Katherine loved San Francisco's historic neighborhoods, steep streets and hill climbs which she scaled with boundless energy until the last months of her life. She was an active member of a variety of local civic groups and a contributor to a number of social, cultural and environmental causes. She fondly recalled her volunteer work for the San Francisco Symphony, the Telegraph Hill Dwellers Association, the Sunday Afternoon Watercolor Society, Food Runners, San Francisco Planning and Urban Research, the San Francisco Airport Commission Museum Library and the Louis A. Turpen Aviation Museum. In particular, she supported Save the Bay, a non-profit organization that fights for the conservation of the San Francisco Bay and the restoration of its natural habitats (1330 Broadway, Suite 1880, Oakland, CA 94612), as well as the Californians Against Waste Foundation (922 11th Street, Sacramento, CA 95814), two central organizations in California's environmental movement in recent years. She and her husband also established the John Lund & Katherine Koelsch Kriken Urban Design Graduate Student Award, a family endowment to the University of California, Berkeley (230 Wurster Hall, Berkeley, CA 94720), to support exceptional graduate students in urban design. Donations to these causes in memory of Katherine are sincerely appreciated.
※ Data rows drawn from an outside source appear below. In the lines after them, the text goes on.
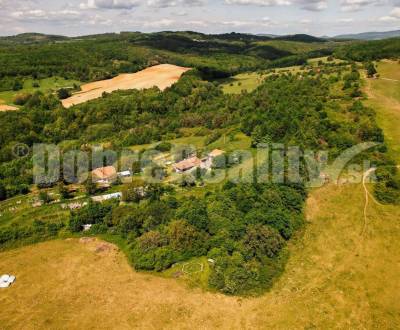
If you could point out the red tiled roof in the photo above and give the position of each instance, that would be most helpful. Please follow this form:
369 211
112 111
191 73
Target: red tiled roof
103 173
187 164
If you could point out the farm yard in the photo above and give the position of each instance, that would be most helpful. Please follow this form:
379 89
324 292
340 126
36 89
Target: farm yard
184 207
162 76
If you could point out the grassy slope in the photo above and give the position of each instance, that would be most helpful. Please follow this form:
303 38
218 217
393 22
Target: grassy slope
46 85
384 97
Friends and family agree that she made everything around her more beautiful – but not without challenging us all to become better people at the same time. She made sure we all moved forward and reflected on the world around us, encouraging a strong sense of independence, an awareness for global community and an openness for all the experiences a fully lived life can offer. At the same time she was very conscious of the importance of family, which she understood to include the many close friendships she so treasured throughout her life. To sit at her table was always an encounter with culture, not just through her love of cooking but much more so for her remarkable ability to bring together fascinating people of all generations for stimulating conversation and new ideas.
Katherine is survived by her husband, John Lund Kriken, her brother and sister-in-law John Oliver Koelsch and Leslie Haas Koelsch of San Francisco, her sister Dorothy Jane Koelsch Houghton and her husband Dean Palmer of Coeur d'Alene, Idaho, her brother-in-law and sister-in-law Rolf Nord Kriken and Rita Abbey Kriken, her nephew Ryan Nord Abbey Kriken, all of Kelseyville, California, her nephew Luke Lund Abbey Kriken of Umbuto, New Mexico, her brother-in-law Dennis Patrick Houghton of Benton City, Washington, her nephew Peter Gabriel Houghton of Los Angeles, his wife Sara Pelone Houghton and daughters Audrey Neil and Piper Jane, and her niece Katherine Jane Houghton of Kiel, Germany, her husband Jens-Michael Jensen and their son Henning Oliver.
Her ashes will be scattered in Idaho.